Picowi part 10: Web camera

Pi Pico Webcam

A Web camera is quite a demanding application, since it requires a continuous stream of data to be sent over the network at high speed. The data volume is determined by the image size, and the compression method; the raw data for a single VGA-size (640 x 480 pixel) image is over 600K bytes, so some compression is desirable. Some cameras have built-in JPEG compression, which can compress the VGA image down to roughly 30K bytes, and it is possible to send a stream of still images to the browser, which will display them as if they came from a video-format file.
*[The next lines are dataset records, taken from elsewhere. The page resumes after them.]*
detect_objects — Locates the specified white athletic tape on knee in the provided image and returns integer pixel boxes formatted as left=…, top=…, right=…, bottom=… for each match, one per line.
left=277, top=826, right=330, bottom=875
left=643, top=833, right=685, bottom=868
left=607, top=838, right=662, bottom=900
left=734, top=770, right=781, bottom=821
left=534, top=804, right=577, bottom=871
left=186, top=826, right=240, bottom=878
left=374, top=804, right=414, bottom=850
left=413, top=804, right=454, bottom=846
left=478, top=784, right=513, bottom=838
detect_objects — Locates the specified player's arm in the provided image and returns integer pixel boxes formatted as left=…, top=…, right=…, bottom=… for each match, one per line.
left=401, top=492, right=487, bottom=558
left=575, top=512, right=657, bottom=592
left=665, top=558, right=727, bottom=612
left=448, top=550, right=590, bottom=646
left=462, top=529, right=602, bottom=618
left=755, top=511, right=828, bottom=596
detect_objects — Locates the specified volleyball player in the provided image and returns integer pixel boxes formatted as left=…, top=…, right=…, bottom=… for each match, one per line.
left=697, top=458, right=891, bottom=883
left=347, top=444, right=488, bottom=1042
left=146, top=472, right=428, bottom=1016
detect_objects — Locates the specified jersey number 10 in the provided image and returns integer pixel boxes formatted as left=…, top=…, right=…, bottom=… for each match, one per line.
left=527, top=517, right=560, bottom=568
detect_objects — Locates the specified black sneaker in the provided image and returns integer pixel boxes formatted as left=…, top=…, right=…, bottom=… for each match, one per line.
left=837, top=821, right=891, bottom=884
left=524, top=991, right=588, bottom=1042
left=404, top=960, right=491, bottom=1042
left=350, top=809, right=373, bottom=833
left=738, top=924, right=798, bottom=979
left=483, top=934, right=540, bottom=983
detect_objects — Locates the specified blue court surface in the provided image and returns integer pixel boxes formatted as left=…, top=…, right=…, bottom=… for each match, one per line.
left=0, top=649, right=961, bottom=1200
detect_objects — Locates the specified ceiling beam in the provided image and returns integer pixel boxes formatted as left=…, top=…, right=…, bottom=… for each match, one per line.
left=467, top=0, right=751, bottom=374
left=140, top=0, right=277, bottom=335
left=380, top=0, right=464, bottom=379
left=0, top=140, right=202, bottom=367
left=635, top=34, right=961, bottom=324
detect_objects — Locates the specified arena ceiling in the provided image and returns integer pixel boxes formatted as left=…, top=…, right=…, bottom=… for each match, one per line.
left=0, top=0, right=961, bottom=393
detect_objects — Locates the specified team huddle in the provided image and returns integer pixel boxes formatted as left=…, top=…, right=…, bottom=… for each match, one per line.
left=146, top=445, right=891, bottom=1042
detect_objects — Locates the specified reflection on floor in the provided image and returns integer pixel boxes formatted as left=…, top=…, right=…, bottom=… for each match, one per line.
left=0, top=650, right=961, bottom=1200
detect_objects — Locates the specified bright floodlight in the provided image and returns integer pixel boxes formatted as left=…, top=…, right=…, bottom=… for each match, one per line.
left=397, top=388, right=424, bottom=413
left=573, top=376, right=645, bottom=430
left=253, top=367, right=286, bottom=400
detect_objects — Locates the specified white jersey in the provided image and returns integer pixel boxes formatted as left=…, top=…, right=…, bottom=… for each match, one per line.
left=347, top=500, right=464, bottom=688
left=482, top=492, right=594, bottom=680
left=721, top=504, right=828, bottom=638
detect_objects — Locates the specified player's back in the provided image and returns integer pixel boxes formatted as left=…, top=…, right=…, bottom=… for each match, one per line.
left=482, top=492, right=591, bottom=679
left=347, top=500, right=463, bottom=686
This approach (known as motion-JPEG, or MJPEG) has a disadvantage in terms of inter-frame compression; since each frame is compressed in isolation, the compressor can’t reduce the filesize by taking advantage of any similarities between adjacent frames, as is done in protocols such as MPEG. However, MJPEG has the great advantage of simplicity, which makes it suitable for this demonstration.

Camera

The standard cameras for the full-size Raspberry Pi boards have a CSI (Camera Serial Interface) conforming to the specification issued by the MIPI (Mobile Industry Processor Interface) alliance. This high-speed connection is unsuitable for use with the Pico, we need something with a slower-speed SPI (Serial Peripheral Interface), and JPEG compression ability.
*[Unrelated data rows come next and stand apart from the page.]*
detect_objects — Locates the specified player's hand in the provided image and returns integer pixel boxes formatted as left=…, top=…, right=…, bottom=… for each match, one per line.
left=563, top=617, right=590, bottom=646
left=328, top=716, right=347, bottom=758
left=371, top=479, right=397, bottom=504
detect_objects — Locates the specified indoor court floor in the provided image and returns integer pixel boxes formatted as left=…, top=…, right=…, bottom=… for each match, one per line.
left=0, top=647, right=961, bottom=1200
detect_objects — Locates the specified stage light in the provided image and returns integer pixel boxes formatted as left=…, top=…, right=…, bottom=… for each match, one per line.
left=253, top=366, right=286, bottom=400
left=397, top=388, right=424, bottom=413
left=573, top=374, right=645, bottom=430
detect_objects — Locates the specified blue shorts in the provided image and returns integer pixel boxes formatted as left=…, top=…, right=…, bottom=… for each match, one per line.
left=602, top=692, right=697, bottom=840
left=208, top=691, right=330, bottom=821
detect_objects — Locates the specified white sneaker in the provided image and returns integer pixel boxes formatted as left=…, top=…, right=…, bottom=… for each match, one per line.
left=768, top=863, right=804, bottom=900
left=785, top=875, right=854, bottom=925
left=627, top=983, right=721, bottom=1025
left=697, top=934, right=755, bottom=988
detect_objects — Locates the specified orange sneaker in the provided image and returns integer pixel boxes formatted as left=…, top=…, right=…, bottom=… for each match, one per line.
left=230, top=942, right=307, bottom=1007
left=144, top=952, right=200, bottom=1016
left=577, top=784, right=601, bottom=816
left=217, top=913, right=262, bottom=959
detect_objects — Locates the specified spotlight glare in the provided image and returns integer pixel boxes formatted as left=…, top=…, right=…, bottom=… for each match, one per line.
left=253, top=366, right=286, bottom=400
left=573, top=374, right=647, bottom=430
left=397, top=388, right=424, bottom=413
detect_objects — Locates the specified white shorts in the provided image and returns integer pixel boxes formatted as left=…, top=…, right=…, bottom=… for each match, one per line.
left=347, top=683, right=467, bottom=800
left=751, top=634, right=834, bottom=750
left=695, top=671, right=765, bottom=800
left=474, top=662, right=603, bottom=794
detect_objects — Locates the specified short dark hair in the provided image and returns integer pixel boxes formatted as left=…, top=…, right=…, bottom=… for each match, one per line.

The camera I used is the 2 megapixel Arducam, which is uses the OV2640 sensor, combined with an image processing chip. It has I2C and SPI interfaces; the former is primarily for configuring the sensor, with the latter being for data transfer. Sadly the maximum SPI frequency is specified as 8 MHz, which compares unfavourably with the 60 MHz SPI we are using to communicate with the network.

The connections specified by Arducam are:

SPI SCK  GPIO pin 2
SPI MOSI          3
SPI MISO          4
SPI CS            5
I2C SDA           8
I2C SCL           9
Power             3.3V
Ground            GND

In addition, GPIO pin 0 is used as a serial console output, the data rate is 115200 baud by default.

I2C and SPI tests

The first step is to check that the i2c interface is connected correctly, by checking an ID register value:

#define CAM_I2C         i2c0
#define CAM_I2C_ADDR    0x30
#define CAM_I2C_FREQ    100000
#define CAM_PIN_SDA     8
#define CAM_PIN_SCL     9

i2c_init(CAM_I2C, CAM_I2C_FREQ);
gpio_set_function(CAM_PIN_SDA, GPIO_FUNC_I2C);
gpio_set_function(CAM_PIN_SCL, GPIO_FUNC_I2C);
gpio_pull_up(CAM_PIN_SDA);
gpio_pull_up(CAM_PIN_SCL);

WORD w = ((WORD)cam_sensor_read_reg(0x0a) << 8) | cam_sensor_read_reg(0x0b);
if (w != 0x2640 && w != 0x2641 && w != 0x2642)
    printf("Camera i2c error: ID %04X\n", w);

/ Read camera sensor i2c register
BYTE cam_sensor_read_reg(BYTE reg)
{
    BYTE b;
    
    i2c_write_blocking(CAM_I2C, CAM_I2C_ADDR, &reg, 1, true);
    i2c_read_blocking(CAM_I2C, CAM_I2C_ADDR, &b, 1, false);
    return (b);
}

Then we can check the SPI interface by writing values to a register, and reading them back:

#define CAM_SPI         spi0
#define CAM_SPI_FREQ    8000000
#define CAM_PIN_SCK     2
#define CAM_PIN_MOSI    3
#define CAM_PIN_MISO    4
#define CAM_PIN_CS      5

spi_init(CAM_SPI, CAM_SPI_FREQ);
gpio_set_function(CAM_PIN_MISO, GPIO_FUNC_SPI);
gpio_set_function(CAM_PIN_SCK, GPIO_FUNC_SPI);
gpio_set_function(CAM_PIN_MOSI, GPIO_FUNC_SPI);
gpio_init(CAM_PIN_CS);
gpio_set_dir(CAM_PIN_CS, GPIO_OUT);
gpio_put(CAM_PIN_CS, 1);

if ((cam_write_reg(0, 0x55), cam_read_reg(0) != 0x55) || (cam_write_reg(0, 0xaa), cam_read_reg(0) != 0xaa))
    printf("Camera SPI error\n");

Initialisation

The sensors require a large number of i2c register settings in order to function correctly. These are just ‘magic numbers’ copied across from the Arducam source code. The last block of values specify the sensor resolution, which is set at compile-time. The options are 320 x 240 (QVGA) 640 x 480 (VGA) 1024 x 768 (XGA) 1600 x 1200 (UXGA), e.g.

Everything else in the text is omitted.